According to the resolution, the mayor and town council “strongly encourage and support” the public and businesses operating in accordance with guidelines from the state, CDC and Jefferson County Health Department. These guidelines include wearing masks, washing hands and maintaining six-foot social distancing in town. While the town cannot enforce these guidelines on the street, it can enforce them if they are mandated by local businesses.

Over the weekend, Auxer said he walked around town handing masks to passersby without masks. Seventy-five percent of pedestrians were not wearing masks, many of which were visitors to town.

“I tried to pass masks out this weekend,” Auxer said, mentioning most passersby agreed to wear a mask after being asked to do so. Unfortunately, one passersby took the mask, but then made it clear that businesses may, in fact, need assistance in enforcing their policies.

“They put the mask on and walked away, and then I said ‘thanks for putting on the mask,’ and they took it off,” Auxer said. “That was the only negative reaction I got.”

During Tuesday’s meeting, SPD Chief of Police Mike King explained how the town would support the resolution, through a letter to local business approved by the town council.

“You as a business owner can require patrons to wear face masks while on your business premises. You may also limit the number of patrons in your business at one time and may require appropriate social distancing,” King said. “We recommend that you post your restrictions as a prominent temporary signage on a door or window.”
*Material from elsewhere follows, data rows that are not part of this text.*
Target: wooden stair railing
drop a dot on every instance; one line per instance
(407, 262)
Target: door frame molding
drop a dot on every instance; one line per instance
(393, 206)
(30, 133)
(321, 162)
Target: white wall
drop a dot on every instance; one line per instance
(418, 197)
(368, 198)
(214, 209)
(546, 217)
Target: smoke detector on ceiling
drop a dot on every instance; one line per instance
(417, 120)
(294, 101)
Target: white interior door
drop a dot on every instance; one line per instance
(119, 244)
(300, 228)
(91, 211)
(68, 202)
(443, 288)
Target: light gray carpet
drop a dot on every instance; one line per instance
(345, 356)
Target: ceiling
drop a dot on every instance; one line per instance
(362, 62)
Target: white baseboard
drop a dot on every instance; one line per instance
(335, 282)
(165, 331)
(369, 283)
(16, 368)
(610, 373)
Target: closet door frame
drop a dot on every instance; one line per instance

If customers refuse to follow store guidelines, business owners have the right to refuse them service and ask them to leave the premises, according to King.

“If the patron refuses to wear a mask and refuses to leave your business premises, please call the police at 911 or the non-emergency number at 304-725-8484. Once an officer arrives, by law you must ask that person to leave again in the presence of the officer,” King said. “If he or she refuses, the officer will order that person to leave or face charges of trespassing under the West Virginia Code or municipal ordinance. If that person still refuses to leave, he or she will be cited or arrested, depending on the person’s actions.”